A new study entitled “Development of a semi-conductor sequencing-based panel for genotyping of colon and lung cancer by the Onconetwork consortium” shows that tumor molecular characterization performed by a multi-lab collaboration with high throughput sequencing identified, with both speed and robustness, potential tumor targets for drug-targeted therapy in colorectal and lung cancer. The study was published in the journal BMC Cancer.
The latest cancer research developments led to the discovery of several molecular biomarkers that carry potential disease predictive value. However, the numbers of predictive markers that need to be assessed in clinical practice are rising with the advent of engineering drugs that selectively target them. As such, clinics are presented with a huge task for performing molecular diagnostics that are often time- and money-consuming. Additionally, in some cancer types, such as non-small-cell lung carcinoma (NSCLC), there is limited material available to use in these tests. As a result, the development of highly sensitive techniques that need very low amount of tumor material is the optimal choice — known as so-called high throughput technologies. A technical approach termed next generation sequencing (NGS) for molecular screening is indeed highly advantageous due to relatively inexpensive costs and rapid results. In this study, the “OncoNetwork consortium,” a European collaboration established between different countries reports their results to understand the advantages in using a next-generation sequencing approach, specifically a semi-conductor sequencing, in a clinical scenario.

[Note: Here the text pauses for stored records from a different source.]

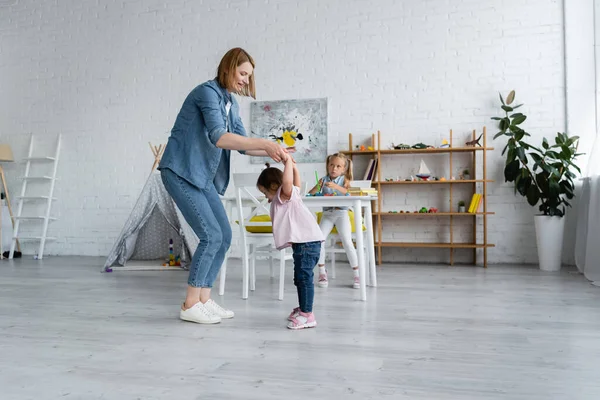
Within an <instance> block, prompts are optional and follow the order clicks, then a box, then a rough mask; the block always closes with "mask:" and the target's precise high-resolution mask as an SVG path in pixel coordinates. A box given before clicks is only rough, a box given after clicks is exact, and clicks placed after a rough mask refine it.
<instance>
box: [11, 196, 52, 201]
mask: <svg viewBox="0 0 600 400" xmlns="http://www.w3.org/2000/svg"><path fill="white" fill-rule="evenodd" d="M48 198H49V196H17V197H16V199H17V200H48ZM52 200H56V197H53V198H52Z"/></svg>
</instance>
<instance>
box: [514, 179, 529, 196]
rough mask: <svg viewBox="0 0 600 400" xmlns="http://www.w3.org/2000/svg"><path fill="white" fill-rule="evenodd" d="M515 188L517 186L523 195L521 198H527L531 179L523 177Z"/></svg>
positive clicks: (518, 189)
mask: <svg viewBox="0 0 600 400" xmlns="http://www.w3.org/2000/svg"><path fill="white" fill-rule="evenodd" d="M515 186H516V188H517V190H518V191H519V193H520V194H521V196H526V195H527V191H528V190H529V187H530V186H531V177H529V176H526V177H521V179H519V180H517V181H516V182H515Z"/></svg>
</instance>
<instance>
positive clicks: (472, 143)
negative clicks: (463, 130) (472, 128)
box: [465, 133, 483, 147]
mask: <svg viewBox="0 0 600 400" xmlns="http://www.w3.org/2000/svg"><path fill="white" fill-rule="evenodd" d="M482 136H483V133H482V134H481V135H479V137H478V138H477V139H473V140H469V141H468V142H466V143H465V145H466V146H473V147H475V146H479V147H481V143H479V141H480V140H481V137H482Z"/></svg>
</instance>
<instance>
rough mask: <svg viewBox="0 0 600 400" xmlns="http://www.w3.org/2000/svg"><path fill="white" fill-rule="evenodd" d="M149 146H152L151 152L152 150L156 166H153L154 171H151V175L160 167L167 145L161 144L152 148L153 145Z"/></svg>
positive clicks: (152, 153)
mask: <svg viewBox="0 0 600 400" xmlns="http://www.w3.org/2000/svg"><path fill="white" fill-rule="evenodd" d="M148 144H149V145H150V150H152V154H154V164H153V165H152V170H151V171H150V173H152V172H154V170H155V169H156V167H158V164H159V163H160V159H161V157H162V154H163V153H164V152H165V147H167V145H166V144H159V145H158V146H152V143H150V142H148Z"/></svg>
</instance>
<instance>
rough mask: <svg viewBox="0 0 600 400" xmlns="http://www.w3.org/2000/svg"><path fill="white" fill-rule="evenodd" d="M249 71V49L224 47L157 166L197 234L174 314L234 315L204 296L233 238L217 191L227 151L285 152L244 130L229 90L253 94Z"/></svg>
mask: <svg viewBox="0 0 600 400" xmlns="http://www.w3.org/2000/svg"><path fill="white" fill-rule="evenodd" d="M253 72H254V60H253V59H252V57H251V56H250V55H249V54H248V53H246V52H245V51H244V50H243V49H240V48H234V49H231V50H229V51H228V52H227V53H226V54H225V56H223V59H222V60H221V63H220V64H219V67H218V70H217V77H216V78H215V79H213V80H210V81H208V82H205V83H203V84H201V85H199V86H197V87H196V88H195V89H194V90H192V92H191V93H190V94H189V95H188V96H187V98H186V99H185V101H184V102H183V106H182V107H181V111H179V115H178V116H177V120H176V121H175V125H174V126H173V129H172V131H171V136H170V137H169V141H168V142H167V147H166V149H165V152H164V154H163V156H162V160H161V162H160V165H159V167H158V169H159V170H160V172H161V177H162V181H163V183H164V185H165V187H166V189H167V191H168V192H169V194H170V195H171V197H172V198H173V200H174V201H175V203H176V204H177V206H178V207H179V209H180V210H181V213H182V214H183V216H184V217H185V219H186V221H187V222H188V224H189V225H190V226H191V228H192V229H193V230H194V232H195V233H196V235H198V238H199V239H200V244H199V245H198V248H197V249H196V252H195V253H194V256H193V258H192V262H191V264H190V275H189V279H188V288H187V293H186V298H185V302H184V303H183V304H182V306H181V311H180V314H179V316H180V318H181V319H182V320H185V321H191V322H196V323H200V324H215V323H218V322H221V319H222V318H233V315H234V313H233V311H231V310H227V309H225V308H223V307H221V306H220V305H218V304H217V303H216V302H215V301H214V300H212V299H211V298H210V291H211V288H212V286H213V283H214V281H215V279H216V278H217V275H218V273H219V270H220V269H221V264H222V263H223V259H224V258H225V253H226V252H227V250H228V249H229V245H230V243H231V227H230V225H229V220H228V219H227V215H226V213H225V209H224V207H223V204H222V203H221V199H220V198H219V195H222V194H223V193H225V190H226V189H227V184H228V183H229V164H230V150H237V151H239V152H240V153H242V154H246V155H250V156H269V157H271V158H272V159H273V160H274V161H276V162H279V161H281V160H285V159H286V158H287V152H286V150H284V149H283V148H282V147H280V146H279V145H278V144H276V143H274V142H271V141H269V140H266V139H258V138H248V137H246V130H245V129H244V126H243V124H242V120H241V118H240V115H239V106H238V104H237V101H236V100H235V98H234V97H233V96H232V95H231V93H236V94H239V95H242V96H252V97H253V98H256V94H255V87H254V75H253Z"/></svg>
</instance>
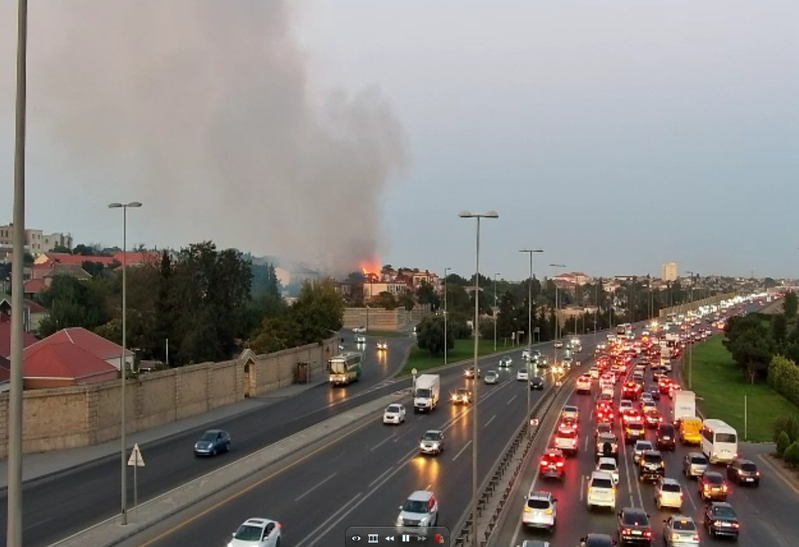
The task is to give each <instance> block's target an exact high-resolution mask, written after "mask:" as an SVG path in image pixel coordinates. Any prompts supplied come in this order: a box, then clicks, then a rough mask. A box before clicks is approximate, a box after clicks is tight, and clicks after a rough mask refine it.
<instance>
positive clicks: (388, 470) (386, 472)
mask: <svg viewBox="0 0 799 547" xmlns="http://www.w3.org/2000/svg"><path fill="white" fill-rule="evenodd" d="M392 469H394V466H393V465H392V466H391V467H389V468H388V469H386V470H385V471H383V472H382V473H380V476H379V477H377V478H376V479H375V480H373V481H372V482H370V483H369V488H371V487H373V486H374V485H375V484H377V482H378V481H380V479H382V478H383V477H385V476H386V475H387V474H388V473H391V470H392Z"/></svg>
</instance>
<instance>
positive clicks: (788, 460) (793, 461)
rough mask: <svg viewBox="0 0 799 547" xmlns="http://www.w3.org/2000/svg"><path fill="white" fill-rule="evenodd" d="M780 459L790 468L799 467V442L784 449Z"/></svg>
mask: <svg viewBox="0 0 799 547" xmlns="http://www.w3.org/2000/svg"><path fill="white" fill-rule="evenodd" d="M782 459H783V460H785V463H787V464H788V465H790V466H791V467H796V466H797V465H799V442H795V443H793V444H792V445H791V446H789V447H788V448H786V449H785V453H784V454H783V455H782Z"/></svg>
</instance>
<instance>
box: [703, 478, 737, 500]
mask: <svg viewBox="0 0 799 547" xmlns="http://www.w3.org/2000/svg"><path fill="white" fill-rule="evenodd" d="M696 482H697V487H698V490H699V497H700V498H701V499H702V501H708V500H715V501H727V496H728V495H729V493H730V487H729V486H727V481H725V480H724V476H723V475H722V474H721V473H717V472H716V471H705V472H704V473H702V476H701V477H699V478H698V479H697V481H696Z"/></svg>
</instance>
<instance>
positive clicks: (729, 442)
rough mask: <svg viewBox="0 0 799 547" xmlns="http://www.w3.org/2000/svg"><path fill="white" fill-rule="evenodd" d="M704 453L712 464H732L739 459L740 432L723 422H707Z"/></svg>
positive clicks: (703, 447)
mask: <svg viewBox="0 0 799 547" xmlns="http://www.w3.org/2000/svg"><path fill="white" fill-rule="evenodd" d="M702 453H703V454H704V455H705V456H707V459H708V460H709V461H710V463H711V464H716V463H732V461H733V460H735V459H736V458H737V457H738V432H737V431H736V430H735V428H734V427H732V426H730V425H729V424H727V423H726V422H724V421H722V420H714V419H710V420H705V421H704V423H703V424H702Z"/></svg>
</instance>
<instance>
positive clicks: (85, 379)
mask: <svg viewBox="0 0 799 547" xmlns="http://www.w3.org/2000/svg"><path fill="white" fill-rule="evenodd" d="M23 370H24V377H25V378H26V379H30V378H47V379H55V378H58V379H61V378H68V379H74V380H78V381H80V380H83V381H84V382H85V381H89V382H91V378H92V377H93V376H106V375H108V373H109V372H112V371H113V372H115V371H116V368H115V367H114V366H113V365H109V364H108V363H106V362H105V361H104V360H102V359H100V358H99V357H97V356H95V355H92V354H91V353H90V352H89V351H87V350H85V349H84V348H82V347H80V346H78V345H75V344H72V343H69V342H66V341H64V342H60V343H50V344H47V345H38V344H37V345H36V346H33V347H30V348H28V349H26V350H25V357H24V361H23Z"/></svg>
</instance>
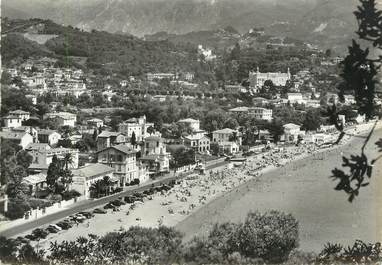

The authors designed a strategy that focused on studying 22 genes that have an established role in both lung and/or colorectal cancer (CR), such as EGFR, KRAS, among others. The task was performed independently in seven different labs, therefore validating their findings and determining their robustness, with ion-semiconductor sequencing using only 10 nanograms of DNA and focused on 87 hotspot mutations in the non-small-cell lung carcinoma and colorectal cancer genes. The results obtained show that high throughput ion-semiconductor sequencing was capable of identifying not only 112 previously known mutations (specifically in the KRAS, EGFR and BRAF genes) as well as it revealed other mutations.
The authors emphasize that their results show that in a time of a rapid and increased need for tumor molecular characterization, a joint multi-lab collaboration equipped with state of the art sequencers, such as the Ion Torrent PGM, is a reliable approach to identify patients carrying molecular targets that can be addressed with targeted-therapeutics.